🤖 AI Summary
This work addresses the limitation of traditional image clustering methods, which rely solely on visual features and struggle to distinguish semantically distinct yet visually similar categories. To overcome this, the authors propose a novel unsupervised clustering framework that incorporates hierarchical textual knowledge for the first time.
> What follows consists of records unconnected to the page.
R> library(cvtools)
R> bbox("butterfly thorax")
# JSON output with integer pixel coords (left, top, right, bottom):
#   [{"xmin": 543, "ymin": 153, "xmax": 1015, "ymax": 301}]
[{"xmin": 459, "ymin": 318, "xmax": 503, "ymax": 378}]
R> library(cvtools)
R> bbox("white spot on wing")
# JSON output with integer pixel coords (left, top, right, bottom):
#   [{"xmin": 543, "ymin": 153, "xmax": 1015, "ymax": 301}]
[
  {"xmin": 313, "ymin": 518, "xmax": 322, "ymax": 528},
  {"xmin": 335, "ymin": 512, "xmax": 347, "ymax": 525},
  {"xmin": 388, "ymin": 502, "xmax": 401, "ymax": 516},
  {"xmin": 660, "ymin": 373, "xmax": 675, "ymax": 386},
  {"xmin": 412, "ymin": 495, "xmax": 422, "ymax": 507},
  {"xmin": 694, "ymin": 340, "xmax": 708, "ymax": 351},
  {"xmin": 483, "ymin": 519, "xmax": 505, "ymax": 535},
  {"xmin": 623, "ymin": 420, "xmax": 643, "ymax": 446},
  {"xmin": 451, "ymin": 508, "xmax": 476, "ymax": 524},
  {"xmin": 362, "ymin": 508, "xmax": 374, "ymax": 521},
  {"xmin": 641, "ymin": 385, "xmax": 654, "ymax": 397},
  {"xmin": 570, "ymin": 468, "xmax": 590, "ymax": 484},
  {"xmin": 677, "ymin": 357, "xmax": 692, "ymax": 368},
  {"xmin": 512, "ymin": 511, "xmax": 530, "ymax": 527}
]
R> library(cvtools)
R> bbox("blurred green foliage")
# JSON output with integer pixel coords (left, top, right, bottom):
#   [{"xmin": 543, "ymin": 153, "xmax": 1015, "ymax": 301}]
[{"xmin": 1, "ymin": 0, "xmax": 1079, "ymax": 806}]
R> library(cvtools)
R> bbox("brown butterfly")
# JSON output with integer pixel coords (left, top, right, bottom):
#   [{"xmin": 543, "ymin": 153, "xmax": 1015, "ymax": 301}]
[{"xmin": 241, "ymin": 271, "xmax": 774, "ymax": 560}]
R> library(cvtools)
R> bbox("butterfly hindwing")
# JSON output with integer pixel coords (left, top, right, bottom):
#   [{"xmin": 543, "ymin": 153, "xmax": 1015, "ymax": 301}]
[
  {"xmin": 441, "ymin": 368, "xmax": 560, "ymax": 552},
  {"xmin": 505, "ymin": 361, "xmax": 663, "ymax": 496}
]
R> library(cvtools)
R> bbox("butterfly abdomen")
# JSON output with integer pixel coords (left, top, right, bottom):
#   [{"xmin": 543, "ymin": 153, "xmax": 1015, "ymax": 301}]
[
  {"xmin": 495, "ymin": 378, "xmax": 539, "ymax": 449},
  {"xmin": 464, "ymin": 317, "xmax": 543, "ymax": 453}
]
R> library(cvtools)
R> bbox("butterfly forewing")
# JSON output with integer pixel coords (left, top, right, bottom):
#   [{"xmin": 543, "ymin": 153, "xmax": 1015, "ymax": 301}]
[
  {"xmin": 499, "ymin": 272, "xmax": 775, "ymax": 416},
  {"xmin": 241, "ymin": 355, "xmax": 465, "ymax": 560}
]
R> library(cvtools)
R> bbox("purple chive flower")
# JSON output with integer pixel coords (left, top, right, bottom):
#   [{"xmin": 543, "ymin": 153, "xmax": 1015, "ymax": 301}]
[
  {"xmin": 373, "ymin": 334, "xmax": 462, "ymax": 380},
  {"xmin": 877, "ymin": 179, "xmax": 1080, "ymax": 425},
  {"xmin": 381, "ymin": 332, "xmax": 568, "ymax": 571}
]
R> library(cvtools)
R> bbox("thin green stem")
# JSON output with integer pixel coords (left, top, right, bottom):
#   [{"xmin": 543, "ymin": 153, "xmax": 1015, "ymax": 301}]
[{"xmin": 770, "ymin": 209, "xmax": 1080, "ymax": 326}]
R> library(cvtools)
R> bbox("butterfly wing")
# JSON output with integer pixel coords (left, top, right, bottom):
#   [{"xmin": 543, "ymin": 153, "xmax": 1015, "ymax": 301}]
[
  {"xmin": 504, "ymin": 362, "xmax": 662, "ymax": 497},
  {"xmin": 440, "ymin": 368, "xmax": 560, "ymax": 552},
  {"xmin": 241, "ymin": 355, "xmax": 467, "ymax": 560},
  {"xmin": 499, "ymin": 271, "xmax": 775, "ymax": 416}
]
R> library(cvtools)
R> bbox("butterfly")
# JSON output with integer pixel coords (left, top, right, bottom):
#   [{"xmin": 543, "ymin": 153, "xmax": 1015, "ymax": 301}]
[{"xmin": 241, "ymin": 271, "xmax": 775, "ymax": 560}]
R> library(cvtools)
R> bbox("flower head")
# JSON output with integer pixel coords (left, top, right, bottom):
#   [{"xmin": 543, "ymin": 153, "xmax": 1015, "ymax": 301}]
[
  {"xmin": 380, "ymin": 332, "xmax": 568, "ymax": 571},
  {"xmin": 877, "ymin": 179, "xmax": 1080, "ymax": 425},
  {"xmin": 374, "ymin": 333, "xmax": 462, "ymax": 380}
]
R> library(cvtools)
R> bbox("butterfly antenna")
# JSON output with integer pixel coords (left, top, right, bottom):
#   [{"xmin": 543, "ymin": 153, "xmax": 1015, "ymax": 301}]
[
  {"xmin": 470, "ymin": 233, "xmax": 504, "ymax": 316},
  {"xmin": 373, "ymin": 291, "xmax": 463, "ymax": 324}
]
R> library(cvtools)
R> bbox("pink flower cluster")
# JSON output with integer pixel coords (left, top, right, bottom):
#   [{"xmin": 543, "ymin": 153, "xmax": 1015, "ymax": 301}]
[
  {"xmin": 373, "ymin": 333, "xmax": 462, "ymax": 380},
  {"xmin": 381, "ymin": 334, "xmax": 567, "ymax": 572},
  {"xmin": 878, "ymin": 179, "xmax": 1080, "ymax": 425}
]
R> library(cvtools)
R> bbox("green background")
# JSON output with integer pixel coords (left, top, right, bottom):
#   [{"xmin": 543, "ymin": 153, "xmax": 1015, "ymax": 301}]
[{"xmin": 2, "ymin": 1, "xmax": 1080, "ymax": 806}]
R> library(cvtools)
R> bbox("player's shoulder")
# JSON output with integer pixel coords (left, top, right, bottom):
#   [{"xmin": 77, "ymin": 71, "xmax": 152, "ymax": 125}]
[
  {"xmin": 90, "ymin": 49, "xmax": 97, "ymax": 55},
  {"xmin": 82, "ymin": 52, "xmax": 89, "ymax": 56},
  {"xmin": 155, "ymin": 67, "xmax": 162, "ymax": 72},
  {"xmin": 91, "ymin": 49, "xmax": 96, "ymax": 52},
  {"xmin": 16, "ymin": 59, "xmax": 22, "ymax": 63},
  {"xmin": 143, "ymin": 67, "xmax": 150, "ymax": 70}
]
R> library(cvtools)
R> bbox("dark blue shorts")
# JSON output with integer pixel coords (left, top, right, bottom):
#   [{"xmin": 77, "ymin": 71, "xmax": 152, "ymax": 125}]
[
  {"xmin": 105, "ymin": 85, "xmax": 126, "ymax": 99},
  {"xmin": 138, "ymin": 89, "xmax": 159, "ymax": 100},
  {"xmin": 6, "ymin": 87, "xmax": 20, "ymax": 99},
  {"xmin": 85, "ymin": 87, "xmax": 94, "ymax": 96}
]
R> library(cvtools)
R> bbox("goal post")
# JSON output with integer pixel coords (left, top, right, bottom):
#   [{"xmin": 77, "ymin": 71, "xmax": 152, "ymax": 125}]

By leveraging large language models with structured prompts, the method extracts abstract concepts and their discriminative attributes, constructs knowledge-enhanced features, and fuses them with original visual representations—all without requiring any training. Evaluated across 20 benchmark datasets, the approach significantly outperforms existing clustering methods, surpassing zero-shot CLIP on 14 of them. Moreover, it avoids performance degradation caused by improper textual usage, thereby enhancing both semantic discriminability and robustness.
📝 Abstract
Image clustering aims to group images in an unsupervised fashion. Traditional methods focus on knowledge from visual space, making it difficult to distinguish between visually similar but semantically different classes. Recent advances in vision-language models enable the use of textual knowledge to enhance image clustering. However, most existing methods rely on coarse class labels or simple nouns, overlooking the rich conceptual and attribute-level semantics embedded in textual space. In this paper, we propose a knowledge-enhanced clustering (KEC) method that constructs a hierarchical concept-attribute structured knowledge with the help of large language models (LLMs) to guide clustering. Specifically, we first condense redundant textual labels into abstract concepts and then automatically extract discriminative attributes for each single concept and similar concept pairs, via structured prompts to LLMs. This knowledge is instantiated for each input image to achieve the knowledge-enhanced features. The knowledge-enhanced features with original visual features are adapted to various downstream clustering algorithms. We evaluate KEC on 20 diverse datasets, showing consistent improvements across existing methods using additional textual knowledge. KEC without training outperforms zero-shot CLIP on 14 out of 20 datasets. Furthermore, the naive use of textual knowledge may harm clustering performance, while KEC provides both accuracy and robustness.